The library stocks around 7,000 books which includes the novels – yes, really – that famous players in the past tried their hands at (or perhaps more accurately, lent their names too, other individuals doubtless doing the actual writing). So here is Ilie Nastase’s Tie Break and The Net, published in 1985 and 1987, respectively, and here is Martina Navratilova’s The Total Zone, published in 1994.
When it comes to fiction, it seems authors have long associated the game with three things – crime, sex, and money – and few would dispute that at least two of those still explain some of the fascinations with the game today. So here’s a copy of Death Serves an Ace by Helen Wills and Robert Murphy, published by Scribners in 1939, and here’s The Tennis Murders: A Dion Quince Mystery by Timothy Welch, published by Popular Library New York in 1976, with its ‘read me’ subtitle: “The courts filled up with corpses as a smooth slaying killer served up death with a savage twist.”
It is fascinating to note the swathes of social history captured on the shelves.
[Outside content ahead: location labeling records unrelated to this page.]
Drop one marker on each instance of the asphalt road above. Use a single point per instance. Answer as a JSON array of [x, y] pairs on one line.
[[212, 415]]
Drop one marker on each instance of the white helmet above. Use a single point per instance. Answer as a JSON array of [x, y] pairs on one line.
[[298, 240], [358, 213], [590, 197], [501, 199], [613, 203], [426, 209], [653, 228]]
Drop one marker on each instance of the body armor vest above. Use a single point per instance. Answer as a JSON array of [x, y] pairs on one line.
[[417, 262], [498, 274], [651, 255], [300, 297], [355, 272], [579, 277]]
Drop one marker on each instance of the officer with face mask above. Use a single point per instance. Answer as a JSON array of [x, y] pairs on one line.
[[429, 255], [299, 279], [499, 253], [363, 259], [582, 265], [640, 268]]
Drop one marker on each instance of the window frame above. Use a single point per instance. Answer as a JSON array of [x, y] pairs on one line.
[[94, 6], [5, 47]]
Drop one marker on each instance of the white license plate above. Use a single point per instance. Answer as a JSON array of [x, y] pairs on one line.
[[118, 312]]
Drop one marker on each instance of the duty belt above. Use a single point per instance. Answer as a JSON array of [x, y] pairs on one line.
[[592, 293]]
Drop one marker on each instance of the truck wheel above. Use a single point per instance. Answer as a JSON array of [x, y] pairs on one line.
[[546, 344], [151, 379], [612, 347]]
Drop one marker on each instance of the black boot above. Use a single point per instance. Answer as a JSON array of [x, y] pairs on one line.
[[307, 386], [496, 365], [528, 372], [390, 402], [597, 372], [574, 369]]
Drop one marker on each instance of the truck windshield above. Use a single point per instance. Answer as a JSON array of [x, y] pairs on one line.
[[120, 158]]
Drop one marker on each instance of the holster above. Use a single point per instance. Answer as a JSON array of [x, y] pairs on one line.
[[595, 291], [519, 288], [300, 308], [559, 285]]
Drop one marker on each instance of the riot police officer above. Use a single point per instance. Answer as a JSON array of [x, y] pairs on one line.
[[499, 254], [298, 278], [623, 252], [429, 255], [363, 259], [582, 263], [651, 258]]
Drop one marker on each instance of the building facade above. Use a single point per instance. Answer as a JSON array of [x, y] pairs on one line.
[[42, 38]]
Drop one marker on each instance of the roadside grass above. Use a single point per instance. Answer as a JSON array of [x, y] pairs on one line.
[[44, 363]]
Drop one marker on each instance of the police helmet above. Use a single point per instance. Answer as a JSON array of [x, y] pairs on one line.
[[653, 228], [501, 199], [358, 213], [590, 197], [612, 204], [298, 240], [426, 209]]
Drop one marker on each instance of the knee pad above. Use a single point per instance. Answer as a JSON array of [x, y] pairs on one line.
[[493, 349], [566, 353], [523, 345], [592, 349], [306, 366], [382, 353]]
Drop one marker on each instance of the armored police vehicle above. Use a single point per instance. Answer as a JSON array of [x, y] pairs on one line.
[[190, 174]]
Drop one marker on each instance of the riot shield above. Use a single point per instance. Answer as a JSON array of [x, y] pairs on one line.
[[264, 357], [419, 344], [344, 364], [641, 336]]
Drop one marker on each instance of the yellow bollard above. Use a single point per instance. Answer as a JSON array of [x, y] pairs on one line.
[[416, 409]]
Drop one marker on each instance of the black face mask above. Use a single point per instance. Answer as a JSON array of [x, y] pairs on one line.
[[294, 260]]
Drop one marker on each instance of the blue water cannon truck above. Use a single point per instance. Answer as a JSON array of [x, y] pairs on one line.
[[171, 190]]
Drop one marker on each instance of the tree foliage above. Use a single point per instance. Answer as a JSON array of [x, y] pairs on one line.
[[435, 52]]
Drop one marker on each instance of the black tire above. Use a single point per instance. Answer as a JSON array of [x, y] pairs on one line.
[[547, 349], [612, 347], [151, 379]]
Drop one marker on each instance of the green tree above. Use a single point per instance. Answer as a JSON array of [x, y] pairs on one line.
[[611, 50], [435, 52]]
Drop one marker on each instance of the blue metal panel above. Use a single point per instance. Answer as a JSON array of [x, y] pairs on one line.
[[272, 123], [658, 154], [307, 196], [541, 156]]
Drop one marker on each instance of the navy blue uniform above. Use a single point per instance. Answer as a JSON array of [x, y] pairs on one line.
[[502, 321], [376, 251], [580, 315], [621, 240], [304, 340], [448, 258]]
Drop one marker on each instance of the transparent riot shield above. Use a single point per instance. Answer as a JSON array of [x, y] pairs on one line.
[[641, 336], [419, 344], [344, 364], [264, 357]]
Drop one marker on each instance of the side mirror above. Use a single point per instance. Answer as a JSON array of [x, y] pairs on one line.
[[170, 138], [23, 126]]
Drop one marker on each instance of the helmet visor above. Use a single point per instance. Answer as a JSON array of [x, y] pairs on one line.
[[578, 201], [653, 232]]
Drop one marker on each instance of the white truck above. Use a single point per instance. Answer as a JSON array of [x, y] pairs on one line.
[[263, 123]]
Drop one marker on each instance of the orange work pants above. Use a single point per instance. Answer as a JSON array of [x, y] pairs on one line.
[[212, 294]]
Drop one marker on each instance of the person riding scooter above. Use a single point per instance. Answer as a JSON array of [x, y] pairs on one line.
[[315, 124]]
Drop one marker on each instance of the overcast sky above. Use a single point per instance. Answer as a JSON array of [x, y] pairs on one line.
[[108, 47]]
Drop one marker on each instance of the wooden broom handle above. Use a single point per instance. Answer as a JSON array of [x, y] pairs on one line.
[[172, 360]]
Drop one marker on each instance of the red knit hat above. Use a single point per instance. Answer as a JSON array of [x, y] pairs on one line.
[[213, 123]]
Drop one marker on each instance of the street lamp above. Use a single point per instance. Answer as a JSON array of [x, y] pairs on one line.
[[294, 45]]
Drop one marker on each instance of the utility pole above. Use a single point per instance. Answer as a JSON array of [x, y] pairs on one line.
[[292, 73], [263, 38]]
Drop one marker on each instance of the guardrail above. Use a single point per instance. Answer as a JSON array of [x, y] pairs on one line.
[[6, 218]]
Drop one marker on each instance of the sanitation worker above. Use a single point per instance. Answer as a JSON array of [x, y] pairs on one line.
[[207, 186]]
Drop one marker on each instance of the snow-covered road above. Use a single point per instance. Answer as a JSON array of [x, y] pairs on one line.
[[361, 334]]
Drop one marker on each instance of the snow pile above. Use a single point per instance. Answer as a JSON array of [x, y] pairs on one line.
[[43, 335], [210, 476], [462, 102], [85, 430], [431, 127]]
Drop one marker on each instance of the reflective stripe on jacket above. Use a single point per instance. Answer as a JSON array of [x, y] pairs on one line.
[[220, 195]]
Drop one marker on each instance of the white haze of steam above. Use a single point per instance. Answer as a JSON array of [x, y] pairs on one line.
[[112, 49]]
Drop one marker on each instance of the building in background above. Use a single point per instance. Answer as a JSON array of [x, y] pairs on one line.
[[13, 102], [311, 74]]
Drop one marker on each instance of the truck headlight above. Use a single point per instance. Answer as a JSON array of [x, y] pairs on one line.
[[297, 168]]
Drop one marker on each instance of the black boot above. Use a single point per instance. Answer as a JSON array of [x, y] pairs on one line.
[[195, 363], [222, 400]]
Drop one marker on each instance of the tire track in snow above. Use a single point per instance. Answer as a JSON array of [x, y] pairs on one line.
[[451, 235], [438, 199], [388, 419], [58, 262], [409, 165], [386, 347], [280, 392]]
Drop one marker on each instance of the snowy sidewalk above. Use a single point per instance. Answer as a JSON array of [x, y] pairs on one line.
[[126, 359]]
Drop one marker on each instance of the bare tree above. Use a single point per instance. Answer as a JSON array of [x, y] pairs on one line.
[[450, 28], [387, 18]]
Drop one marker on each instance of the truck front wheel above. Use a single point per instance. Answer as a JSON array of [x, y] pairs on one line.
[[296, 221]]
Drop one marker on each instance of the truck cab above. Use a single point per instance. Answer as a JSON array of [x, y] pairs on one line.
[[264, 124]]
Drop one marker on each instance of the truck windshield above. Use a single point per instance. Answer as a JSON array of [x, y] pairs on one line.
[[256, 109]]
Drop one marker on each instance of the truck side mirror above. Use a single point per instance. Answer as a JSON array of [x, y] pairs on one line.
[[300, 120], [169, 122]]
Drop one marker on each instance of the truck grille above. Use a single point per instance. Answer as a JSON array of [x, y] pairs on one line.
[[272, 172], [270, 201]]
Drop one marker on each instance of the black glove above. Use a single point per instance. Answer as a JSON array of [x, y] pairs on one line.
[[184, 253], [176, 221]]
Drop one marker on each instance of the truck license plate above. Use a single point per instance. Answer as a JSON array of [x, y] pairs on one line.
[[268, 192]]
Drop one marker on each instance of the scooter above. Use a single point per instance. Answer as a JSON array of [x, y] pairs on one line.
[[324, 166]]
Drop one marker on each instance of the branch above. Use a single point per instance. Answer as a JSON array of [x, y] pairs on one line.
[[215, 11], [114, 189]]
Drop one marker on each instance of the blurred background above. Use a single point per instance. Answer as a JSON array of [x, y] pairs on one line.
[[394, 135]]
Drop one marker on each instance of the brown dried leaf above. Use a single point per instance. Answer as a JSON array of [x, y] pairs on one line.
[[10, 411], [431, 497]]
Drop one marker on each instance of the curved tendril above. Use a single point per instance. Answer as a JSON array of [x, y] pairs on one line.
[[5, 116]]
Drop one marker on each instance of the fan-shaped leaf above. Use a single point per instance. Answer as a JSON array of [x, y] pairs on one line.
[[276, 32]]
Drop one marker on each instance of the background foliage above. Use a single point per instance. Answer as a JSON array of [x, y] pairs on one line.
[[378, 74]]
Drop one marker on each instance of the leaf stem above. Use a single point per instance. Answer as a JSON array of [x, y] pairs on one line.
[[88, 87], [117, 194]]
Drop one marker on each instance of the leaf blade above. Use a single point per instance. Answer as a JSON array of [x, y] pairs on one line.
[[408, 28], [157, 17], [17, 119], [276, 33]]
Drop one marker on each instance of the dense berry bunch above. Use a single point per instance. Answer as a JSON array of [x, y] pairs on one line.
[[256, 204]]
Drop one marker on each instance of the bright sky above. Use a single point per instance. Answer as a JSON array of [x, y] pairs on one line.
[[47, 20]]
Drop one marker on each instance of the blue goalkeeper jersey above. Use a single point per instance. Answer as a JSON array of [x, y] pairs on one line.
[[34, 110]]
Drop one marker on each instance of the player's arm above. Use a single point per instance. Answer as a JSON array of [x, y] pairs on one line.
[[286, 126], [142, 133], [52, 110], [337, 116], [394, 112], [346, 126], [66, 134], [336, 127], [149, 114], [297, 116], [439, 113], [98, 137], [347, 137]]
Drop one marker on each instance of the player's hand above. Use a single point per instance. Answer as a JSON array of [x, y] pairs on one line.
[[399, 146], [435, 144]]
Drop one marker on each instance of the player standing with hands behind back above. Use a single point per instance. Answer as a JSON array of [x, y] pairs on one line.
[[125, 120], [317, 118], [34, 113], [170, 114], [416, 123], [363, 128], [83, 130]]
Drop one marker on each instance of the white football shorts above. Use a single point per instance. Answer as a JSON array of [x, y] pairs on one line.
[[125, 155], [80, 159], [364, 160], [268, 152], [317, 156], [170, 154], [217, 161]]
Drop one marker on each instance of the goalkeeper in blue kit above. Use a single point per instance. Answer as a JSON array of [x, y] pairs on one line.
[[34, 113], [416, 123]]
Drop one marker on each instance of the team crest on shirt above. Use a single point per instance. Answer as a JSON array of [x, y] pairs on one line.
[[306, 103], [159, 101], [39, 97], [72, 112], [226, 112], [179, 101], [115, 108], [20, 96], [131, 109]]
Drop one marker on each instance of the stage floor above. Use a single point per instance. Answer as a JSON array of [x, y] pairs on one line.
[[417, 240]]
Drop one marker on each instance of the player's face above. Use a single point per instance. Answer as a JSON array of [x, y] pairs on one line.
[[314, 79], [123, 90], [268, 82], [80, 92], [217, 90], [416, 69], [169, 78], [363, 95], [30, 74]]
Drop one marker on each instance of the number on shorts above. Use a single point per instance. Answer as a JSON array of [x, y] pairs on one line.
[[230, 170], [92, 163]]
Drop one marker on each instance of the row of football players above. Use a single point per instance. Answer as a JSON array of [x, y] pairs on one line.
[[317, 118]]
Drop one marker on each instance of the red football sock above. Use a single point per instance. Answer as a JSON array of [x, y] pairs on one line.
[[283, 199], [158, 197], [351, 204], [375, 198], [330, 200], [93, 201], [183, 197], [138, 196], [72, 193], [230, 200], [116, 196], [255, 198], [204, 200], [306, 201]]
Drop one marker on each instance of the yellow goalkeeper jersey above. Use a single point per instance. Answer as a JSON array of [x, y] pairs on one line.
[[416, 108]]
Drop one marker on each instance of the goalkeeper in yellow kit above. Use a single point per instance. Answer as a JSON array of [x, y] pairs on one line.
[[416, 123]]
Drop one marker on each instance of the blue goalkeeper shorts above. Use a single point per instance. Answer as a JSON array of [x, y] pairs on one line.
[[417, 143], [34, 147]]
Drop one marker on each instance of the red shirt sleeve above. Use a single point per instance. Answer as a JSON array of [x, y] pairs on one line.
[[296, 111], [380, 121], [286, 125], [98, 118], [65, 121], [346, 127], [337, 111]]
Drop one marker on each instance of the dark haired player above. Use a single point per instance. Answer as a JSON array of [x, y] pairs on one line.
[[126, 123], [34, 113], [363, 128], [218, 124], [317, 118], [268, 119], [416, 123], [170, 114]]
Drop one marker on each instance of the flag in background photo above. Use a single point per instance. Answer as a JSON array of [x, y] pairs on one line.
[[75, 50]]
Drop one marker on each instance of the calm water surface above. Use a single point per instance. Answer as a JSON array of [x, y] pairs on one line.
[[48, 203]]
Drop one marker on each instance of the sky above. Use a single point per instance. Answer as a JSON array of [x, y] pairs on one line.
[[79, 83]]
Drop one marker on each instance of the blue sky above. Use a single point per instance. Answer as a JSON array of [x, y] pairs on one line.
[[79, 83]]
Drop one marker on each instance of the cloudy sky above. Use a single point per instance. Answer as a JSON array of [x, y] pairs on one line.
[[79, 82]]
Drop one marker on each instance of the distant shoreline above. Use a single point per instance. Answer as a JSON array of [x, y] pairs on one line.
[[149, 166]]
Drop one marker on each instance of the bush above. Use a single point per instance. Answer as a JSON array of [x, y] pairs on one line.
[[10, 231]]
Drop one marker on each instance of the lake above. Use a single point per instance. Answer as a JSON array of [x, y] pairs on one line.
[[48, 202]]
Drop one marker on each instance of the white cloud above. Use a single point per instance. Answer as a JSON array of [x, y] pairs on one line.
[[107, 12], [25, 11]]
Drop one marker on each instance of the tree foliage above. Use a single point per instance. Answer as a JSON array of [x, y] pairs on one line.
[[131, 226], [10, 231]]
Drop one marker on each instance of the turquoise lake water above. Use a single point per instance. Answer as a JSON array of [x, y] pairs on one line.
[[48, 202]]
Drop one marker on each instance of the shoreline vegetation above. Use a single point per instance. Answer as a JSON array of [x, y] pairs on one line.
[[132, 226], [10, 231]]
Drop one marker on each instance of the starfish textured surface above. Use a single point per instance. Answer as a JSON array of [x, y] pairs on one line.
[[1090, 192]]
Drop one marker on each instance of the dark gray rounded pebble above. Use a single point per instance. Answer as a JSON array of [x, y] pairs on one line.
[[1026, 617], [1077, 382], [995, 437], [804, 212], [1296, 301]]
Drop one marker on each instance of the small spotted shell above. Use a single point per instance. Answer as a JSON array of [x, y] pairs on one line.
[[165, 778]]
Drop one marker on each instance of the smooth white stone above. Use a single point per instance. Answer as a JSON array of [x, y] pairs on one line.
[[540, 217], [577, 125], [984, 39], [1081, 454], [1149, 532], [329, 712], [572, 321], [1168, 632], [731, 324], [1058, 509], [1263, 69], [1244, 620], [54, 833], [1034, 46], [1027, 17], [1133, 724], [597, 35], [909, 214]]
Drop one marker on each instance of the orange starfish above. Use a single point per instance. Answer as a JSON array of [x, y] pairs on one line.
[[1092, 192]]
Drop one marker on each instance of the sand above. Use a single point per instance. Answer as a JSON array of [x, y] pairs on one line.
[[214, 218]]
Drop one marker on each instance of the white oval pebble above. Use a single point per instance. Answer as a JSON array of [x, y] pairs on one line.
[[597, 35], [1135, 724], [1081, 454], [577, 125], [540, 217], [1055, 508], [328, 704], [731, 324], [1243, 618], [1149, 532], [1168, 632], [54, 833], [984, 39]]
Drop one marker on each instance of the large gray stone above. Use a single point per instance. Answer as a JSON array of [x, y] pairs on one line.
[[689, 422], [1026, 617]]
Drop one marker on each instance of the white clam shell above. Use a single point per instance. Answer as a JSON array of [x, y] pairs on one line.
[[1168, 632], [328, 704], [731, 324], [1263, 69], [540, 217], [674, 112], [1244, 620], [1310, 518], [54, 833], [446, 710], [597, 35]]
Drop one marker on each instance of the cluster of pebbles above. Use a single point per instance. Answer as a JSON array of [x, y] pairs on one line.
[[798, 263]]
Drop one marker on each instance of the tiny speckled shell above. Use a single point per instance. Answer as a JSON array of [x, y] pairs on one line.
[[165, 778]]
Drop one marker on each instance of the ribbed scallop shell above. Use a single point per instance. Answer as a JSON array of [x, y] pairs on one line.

Arthur Ashe, who died in 1993, remains the only black man to win the singles title at Wimbledon, the US Open, and the Australian Open. The library has an old copy of his memoirs Advantage Ashe, published in 1967 by Coward-McCann Inc, New York. It has the subtitle: “The Story of the Young Negro who stormed the exclusive world of tennis to become the United States ranking amateur.” Contrast this with 2007’s Charging the Net – A History of Blacks in Tennis from Althea Gibson and Arthur Ashe to the Williams Sisters, by Cecil Harris and Larryette Kyle-Debose, published by Ivan R. Dee of Chicago. Changing times, changing language.
Founded in 1977 by Alan Little, Honorary Librarian, and compiler of the annual Wimbledon Compendium statistics resource, the Kenneth Ritchie Wimbledon Library is named after Lord Ritchie of Dundee, who was for many years a member of the management committee of the Championships.
It is a special place. Here, the players of yesterday who once graced the hallowed grass on the courts above, have another life altogether – and a kind of quiet, respectful immortality.